Les petites agences de tourisme d'Ayacucho proposent cet itinéraire en minibus ou en combi pour une somme modique. Sur tout le parcours, la route - parfois très dégradée - est en terre et en pierre, présentant de fortes déclivités et des courbes très reserrées, tutoyant d'insondables prépicipices.
La sortie d'Ayacucho se fait par la route de Cuzco et entame une vertigineuse montée en lacets à flanc de montagne. En s'élevant, on découvre des vues prodigieuses sur les canyons des rios Occopa et Huatatas, sorte de chaos géographique entrecoupé de failles et de gorges profondes, tandis que l'horizon, au Nord, est entièrement barré par la masse colossale de la Cordillière Centrale. Après une heure de route, on parvient à une succession de petits plateaux agricoles, peuplé de rares cabanes : c'est la pampa de Chupas, là même où, le 15 Septembre 1542, se livra la bataille de Chupas entre les forces du vice-roi Vaca de Castro et les troupes de Almagro El Mozo, fils de Diego de Almagro (l'ancien associé de Francisco Pizarro). Le parti des "Almagristes", qui voulait s'affranchir de la tutelle royale espagnole et s'emparer des richesses du Pérou pour son propre compte, fut battu et ses chefs exécutés. Quelques centaines de survivants de l'armée d'Almagro parvinrent à s'enfuir vers le Sud.

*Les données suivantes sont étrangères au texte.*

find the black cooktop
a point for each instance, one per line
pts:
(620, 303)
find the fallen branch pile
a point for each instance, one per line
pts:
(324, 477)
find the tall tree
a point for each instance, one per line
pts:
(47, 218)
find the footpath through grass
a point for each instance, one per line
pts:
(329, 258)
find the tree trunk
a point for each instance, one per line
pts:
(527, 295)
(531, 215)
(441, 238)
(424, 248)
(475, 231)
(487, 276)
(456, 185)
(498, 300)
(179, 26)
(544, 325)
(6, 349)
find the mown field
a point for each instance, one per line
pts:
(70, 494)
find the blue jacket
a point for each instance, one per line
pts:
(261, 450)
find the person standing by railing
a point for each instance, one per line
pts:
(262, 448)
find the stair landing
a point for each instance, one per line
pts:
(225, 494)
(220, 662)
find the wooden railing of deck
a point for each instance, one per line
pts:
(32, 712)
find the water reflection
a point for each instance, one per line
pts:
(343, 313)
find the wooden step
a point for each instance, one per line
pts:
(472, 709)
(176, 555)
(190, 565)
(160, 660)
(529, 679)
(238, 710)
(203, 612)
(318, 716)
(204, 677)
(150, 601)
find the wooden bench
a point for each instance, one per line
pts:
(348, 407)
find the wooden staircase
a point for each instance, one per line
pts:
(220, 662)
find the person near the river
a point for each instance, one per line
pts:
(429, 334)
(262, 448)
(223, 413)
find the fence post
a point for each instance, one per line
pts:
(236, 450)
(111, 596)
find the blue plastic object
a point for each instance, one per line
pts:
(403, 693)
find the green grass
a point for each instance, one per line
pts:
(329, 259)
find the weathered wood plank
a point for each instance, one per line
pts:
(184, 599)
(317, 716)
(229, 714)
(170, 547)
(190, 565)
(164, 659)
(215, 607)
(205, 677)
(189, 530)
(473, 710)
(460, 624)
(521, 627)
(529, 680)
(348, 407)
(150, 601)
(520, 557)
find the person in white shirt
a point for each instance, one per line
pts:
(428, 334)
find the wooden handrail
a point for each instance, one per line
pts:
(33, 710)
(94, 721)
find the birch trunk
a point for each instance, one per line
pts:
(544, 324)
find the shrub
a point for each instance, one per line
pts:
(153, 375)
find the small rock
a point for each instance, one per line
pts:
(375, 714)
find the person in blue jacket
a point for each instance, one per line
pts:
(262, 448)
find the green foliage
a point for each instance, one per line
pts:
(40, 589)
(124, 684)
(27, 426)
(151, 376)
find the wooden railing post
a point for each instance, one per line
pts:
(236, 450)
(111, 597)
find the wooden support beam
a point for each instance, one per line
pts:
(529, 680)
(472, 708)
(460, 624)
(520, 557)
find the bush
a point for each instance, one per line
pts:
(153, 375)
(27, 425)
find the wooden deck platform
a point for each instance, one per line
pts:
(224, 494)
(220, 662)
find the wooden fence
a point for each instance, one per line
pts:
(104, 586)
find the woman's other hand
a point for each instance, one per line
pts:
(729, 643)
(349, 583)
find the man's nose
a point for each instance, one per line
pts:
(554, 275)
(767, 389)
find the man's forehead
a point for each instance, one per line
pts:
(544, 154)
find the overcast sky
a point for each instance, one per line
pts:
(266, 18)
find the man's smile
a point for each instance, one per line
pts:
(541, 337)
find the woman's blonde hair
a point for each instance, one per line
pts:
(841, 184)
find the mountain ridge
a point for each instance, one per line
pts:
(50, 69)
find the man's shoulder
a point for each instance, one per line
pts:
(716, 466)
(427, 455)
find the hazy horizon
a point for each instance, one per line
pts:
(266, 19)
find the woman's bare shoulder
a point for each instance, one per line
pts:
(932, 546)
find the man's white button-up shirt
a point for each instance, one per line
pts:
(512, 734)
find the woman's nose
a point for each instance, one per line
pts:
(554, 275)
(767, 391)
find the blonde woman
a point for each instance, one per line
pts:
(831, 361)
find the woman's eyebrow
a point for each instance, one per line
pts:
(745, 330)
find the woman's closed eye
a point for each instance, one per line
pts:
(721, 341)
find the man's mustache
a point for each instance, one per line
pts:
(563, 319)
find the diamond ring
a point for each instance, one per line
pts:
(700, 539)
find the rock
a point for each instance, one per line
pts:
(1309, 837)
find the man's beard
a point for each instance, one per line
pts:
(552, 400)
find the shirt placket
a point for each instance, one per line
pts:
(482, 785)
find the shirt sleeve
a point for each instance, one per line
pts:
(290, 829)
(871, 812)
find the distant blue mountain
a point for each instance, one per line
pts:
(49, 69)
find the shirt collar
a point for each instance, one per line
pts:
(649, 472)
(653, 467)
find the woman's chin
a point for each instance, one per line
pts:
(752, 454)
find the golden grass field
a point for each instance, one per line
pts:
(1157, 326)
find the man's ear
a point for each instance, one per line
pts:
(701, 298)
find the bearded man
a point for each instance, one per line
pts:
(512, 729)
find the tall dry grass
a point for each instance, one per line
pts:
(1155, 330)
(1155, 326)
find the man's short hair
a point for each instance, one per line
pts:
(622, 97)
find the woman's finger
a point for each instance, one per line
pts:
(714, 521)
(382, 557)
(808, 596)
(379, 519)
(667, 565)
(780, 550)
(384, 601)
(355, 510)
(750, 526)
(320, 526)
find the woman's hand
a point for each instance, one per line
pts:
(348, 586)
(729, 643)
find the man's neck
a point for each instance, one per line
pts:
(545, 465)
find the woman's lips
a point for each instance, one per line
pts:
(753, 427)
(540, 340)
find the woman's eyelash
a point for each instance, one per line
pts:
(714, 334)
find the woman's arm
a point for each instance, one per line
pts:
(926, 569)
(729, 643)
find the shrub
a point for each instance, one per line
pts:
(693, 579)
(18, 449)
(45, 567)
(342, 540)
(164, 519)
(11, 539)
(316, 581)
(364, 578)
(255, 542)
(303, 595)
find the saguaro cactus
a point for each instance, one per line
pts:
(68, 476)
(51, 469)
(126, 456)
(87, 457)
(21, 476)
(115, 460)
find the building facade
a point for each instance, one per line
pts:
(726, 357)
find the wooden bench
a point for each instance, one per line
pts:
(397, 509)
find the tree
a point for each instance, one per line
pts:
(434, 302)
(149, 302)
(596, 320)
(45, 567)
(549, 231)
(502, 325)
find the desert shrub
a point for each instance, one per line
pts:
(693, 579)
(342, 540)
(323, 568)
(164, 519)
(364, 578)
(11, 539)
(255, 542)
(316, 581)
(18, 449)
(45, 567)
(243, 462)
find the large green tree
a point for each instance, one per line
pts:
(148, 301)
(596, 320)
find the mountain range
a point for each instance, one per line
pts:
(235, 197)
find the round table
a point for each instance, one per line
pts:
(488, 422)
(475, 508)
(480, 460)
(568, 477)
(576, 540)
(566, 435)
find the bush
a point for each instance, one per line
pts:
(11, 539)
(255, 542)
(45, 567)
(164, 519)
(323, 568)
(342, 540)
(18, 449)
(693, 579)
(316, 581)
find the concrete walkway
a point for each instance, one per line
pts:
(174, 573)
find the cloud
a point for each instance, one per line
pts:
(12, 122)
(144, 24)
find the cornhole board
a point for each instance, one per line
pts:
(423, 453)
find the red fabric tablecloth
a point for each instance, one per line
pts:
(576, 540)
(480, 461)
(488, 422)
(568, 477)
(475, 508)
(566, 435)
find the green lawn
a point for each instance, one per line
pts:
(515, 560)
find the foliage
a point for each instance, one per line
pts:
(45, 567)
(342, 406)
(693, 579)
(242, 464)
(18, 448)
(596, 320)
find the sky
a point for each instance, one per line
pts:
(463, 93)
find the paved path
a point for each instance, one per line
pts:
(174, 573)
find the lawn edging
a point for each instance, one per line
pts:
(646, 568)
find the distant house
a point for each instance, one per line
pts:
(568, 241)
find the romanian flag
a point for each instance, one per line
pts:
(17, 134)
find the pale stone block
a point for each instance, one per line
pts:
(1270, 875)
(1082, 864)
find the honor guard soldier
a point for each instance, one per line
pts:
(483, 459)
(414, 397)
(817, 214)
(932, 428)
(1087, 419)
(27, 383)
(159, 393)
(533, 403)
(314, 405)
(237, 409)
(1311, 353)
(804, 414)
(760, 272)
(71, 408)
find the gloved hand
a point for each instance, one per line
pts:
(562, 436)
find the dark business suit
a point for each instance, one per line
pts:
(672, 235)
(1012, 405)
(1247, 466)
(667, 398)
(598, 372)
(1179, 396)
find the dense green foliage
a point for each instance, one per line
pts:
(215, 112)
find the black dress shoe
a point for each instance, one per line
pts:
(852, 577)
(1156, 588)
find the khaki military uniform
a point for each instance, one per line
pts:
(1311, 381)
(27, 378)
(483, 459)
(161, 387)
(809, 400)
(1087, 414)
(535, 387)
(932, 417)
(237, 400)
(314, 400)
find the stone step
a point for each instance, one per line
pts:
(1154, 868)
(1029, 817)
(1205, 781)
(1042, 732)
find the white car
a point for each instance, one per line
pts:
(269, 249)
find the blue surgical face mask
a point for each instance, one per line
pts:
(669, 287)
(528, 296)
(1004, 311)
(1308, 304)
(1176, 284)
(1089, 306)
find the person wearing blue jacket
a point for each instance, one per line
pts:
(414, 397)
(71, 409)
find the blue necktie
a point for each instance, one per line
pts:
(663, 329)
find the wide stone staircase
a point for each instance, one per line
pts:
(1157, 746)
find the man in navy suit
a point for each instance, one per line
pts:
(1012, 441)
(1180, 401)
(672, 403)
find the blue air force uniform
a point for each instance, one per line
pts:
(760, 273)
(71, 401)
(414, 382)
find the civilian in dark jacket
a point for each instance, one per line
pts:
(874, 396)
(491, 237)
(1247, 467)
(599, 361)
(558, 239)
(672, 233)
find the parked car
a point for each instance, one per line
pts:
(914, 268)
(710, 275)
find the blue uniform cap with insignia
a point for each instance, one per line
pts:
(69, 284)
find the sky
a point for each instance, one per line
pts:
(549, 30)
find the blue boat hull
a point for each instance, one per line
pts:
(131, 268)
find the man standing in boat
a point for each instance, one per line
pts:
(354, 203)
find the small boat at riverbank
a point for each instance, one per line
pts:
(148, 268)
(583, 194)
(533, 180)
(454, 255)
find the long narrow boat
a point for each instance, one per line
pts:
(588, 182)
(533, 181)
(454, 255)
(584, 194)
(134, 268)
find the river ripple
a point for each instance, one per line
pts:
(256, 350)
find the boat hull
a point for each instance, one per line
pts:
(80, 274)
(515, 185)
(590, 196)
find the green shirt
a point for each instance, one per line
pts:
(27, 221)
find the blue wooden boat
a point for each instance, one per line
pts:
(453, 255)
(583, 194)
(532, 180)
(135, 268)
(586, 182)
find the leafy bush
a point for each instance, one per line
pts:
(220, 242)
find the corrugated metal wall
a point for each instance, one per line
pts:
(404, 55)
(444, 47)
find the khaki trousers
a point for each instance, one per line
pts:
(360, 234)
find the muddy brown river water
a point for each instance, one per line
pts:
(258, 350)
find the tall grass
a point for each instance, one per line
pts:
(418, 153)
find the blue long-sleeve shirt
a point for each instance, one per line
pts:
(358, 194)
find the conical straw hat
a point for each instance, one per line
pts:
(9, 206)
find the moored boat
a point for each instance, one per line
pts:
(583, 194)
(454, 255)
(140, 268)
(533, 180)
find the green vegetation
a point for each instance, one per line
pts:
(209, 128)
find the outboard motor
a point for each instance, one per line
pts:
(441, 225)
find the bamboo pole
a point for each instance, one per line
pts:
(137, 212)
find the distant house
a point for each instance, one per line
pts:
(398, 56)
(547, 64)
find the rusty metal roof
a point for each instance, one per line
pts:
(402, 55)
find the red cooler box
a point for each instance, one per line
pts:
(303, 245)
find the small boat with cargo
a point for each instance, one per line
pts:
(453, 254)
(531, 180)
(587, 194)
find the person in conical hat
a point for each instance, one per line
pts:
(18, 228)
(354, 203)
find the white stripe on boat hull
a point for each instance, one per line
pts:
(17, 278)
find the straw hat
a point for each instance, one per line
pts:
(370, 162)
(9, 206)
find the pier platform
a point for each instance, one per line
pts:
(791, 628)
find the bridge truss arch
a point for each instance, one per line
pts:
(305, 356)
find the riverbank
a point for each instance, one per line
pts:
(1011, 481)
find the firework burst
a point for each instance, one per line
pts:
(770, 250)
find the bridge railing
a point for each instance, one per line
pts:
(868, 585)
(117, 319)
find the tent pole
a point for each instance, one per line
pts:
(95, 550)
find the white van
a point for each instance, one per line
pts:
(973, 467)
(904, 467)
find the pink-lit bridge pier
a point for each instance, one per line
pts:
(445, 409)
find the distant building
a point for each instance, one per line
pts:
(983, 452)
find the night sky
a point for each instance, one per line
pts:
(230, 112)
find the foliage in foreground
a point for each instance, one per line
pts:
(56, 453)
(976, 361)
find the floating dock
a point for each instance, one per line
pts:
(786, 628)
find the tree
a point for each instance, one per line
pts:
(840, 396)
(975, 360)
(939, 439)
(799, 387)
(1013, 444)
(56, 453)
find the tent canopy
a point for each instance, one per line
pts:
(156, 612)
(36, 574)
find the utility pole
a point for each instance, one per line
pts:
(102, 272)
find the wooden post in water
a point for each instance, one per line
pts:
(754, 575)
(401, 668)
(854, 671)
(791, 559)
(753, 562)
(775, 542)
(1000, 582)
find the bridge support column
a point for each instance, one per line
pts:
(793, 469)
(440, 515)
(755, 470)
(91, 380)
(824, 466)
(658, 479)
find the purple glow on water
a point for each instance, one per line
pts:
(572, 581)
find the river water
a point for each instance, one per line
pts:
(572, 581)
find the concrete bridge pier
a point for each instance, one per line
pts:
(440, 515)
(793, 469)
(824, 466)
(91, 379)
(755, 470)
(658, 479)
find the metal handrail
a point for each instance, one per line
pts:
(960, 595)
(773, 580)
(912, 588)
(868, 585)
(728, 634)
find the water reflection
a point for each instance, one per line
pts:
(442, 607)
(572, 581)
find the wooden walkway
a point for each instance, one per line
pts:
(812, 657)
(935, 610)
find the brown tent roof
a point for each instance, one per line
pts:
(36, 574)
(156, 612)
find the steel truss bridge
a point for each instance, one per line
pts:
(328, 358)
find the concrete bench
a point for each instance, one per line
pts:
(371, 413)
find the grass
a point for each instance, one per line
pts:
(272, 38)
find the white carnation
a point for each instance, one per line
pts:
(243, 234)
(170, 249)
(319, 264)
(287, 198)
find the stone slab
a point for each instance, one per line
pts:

La montée se poursuit encore jusqu'à l'Abra de Toccto (4240 m) où la route vers Cuzco bifurque vers l'Est. En longeant de nouveaux précipices, on parvient, à 60 km d'Ayacucho, au petit lac de Condorcocha où bifurque à dr. la route de Cangallo.
Les "Morochucos"
C'est vers les vastes et lointaines pampas de Cangallo que quelques centaines de fuyards de l'armée d'Almagro El Mozo, battus à Chupas, allèrent trouver refuge en 1542. Redoutant la vengeance des forces royales, ils y demeurèrent et fondèrent le village de Cangallo (100 km au Sud d'Ayacucho) au bord du Rio Pampas où ils firent souche : ils sont à l'origine des fameux "Morochucos" à la peau claire, aux yeux bleus et aux grandes barbes, type que l'on rencontre encore dans la région de Cangallo. Plus guerriers qu'agriculteurs, ils laissèrent aux indiens le soin de cultiver la terre pour se consacrer à l'élevage, et formèrent une caste de guardians ou de gauchos un peu bohèmes, toujours revêtus d'un grand poncho, inséparables de leurs chevaux, grands buveurs d'aguardiente et habiles à trousser des ballades sur leurs guitares.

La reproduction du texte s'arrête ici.